Intel MPX support (instrumentation pass similar to gcc's Pointer Checker)

Hello,

As far as I know, there is no MPX pass in LLVM (though the x86-64
backend already declares MPX registers and instructions). I wonder if
anyone is currently working on the LLVM pass for MPX instrumentation,
similar to Pointer Checker in gcc. If yes, could anyone elaborate on
the status and accessability to other researchers? And if any help is
needed?

Prof. Santosh Nagarakatte, the author of SoftBound/HardBound/WatchDog
Lite, answered that he is not currently
involved in MPX. But he pointed to the SoftBoundCETS prototype at
GitHub - santoshn/softboundcets-34: SoftBoundCETS for LLVM+Clang version 34 . Therefore, I was
thinking about adapting SoftBound to MPX, as a drop-in replacement for
gcc's PointerChecker. Could anyone comment on this?

First, is MPX hardware available now? I wouldn't mind getting my hands on one.

Second, I think you should have a solid understanding of the different memory safety approaches (namely, the tradeoffs between referent approaches vs. approaches that extend the pointer representation (called fat pointer approaches)). In short, fat pointers provide stronger security guarantees but introduce compatibility problems with third-party code (even if they don't change the size or representation of the pointer). Referent object approaches can be made more compatible but have looser memory safety semantics.

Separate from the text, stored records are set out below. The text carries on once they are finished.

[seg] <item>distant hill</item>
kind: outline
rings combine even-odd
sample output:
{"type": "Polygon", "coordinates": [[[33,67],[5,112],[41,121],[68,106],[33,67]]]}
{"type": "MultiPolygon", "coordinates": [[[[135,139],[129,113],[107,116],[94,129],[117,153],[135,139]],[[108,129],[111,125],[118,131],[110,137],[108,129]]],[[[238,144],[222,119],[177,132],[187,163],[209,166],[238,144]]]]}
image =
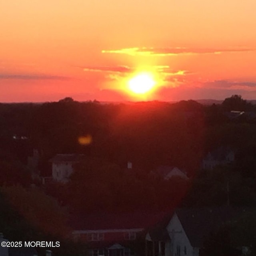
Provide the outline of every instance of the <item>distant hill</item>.
{"type": "Polygon", "coordinates": [[[198,103],[202,105],[212,105],[213,104],[221,104],[223,100],[196,100],[198,103]]]}

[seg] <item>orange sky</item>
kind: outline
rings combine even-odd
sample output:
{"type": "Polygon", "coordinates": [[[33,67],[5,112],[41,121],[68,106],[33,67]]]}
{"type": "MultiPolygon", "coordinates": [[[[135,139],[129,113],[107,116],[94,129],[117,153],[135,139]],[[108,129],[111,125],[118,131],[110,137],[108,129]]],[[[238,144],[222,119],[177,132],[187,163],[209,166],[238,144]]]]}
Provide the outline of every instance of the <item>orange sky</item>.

I believe the MPX hardware was designed to implement fat pointer approaches, but you can probably do referent approaches or even some hybrid of the two. It is not clear to me what the "best" approach is, and "best" probably depends on what you are trying to accomplish and what assumptions you make about which parts of the system you are willing to recompile with the memory safety checks.

I recommend reading up on the different memory safety approaches. The Memory Safety Menagerie (Memory Safety Menagerie) provides some sources though I have let it fall a little out of date.

Third, I think using either the SoftBound and/or SAFECode source bases is a good place to start. SoftBound is probably the best starting place since it probably fits the MPX hardware better, but you might find useful stuff in the SAFECode source base as well.

If you have more specific questions about the project as you go, please feel free to ask. I've done a little work on memory safety (http://llvm.org/pubs/2007-SOSP-SVA.pdf).

Regards,

John Criswell

First, is MPX hardware available now? I wouldn't mind getting my hands on
one.

It is available at least in the mobile versions of the recent Intel
Skylake CPUs. I am currently playing with Alienware 15 R2 with the
following CPU: Intel(R) Core(TM) i7-6820HK. Interestingly, my
preliminary experiments indicate that adding MPX bounds checking via
Pointer Checker in gcc is usually slower than using software-only
AddressSanitizer.

Thanks for the other pointers!

This corresponds with other results that I have seen. The last time I looked at the output from gcc, it also did not generate pointer updates that were safe in the presence of concurrency (they must be bracketed in transactions if you want the MPX metadata and the pointer updates to be atomic) and the overhead of this is likely to be even more.

I am particularly impressed with Intel for creating a hardware implementation that is both slower than a software-only version and can not (due to its fail-open policy being embedded in the hardware) be used for security.

David

I’ve recently played with the GCC implementation of pointer checker on a real hardware,
my recent impressions are here: https://github.com/google/sanitizers/wiki/AddressSanitizerIntelMemoryProtectionExtensions
(there is also some old pre-hardware content).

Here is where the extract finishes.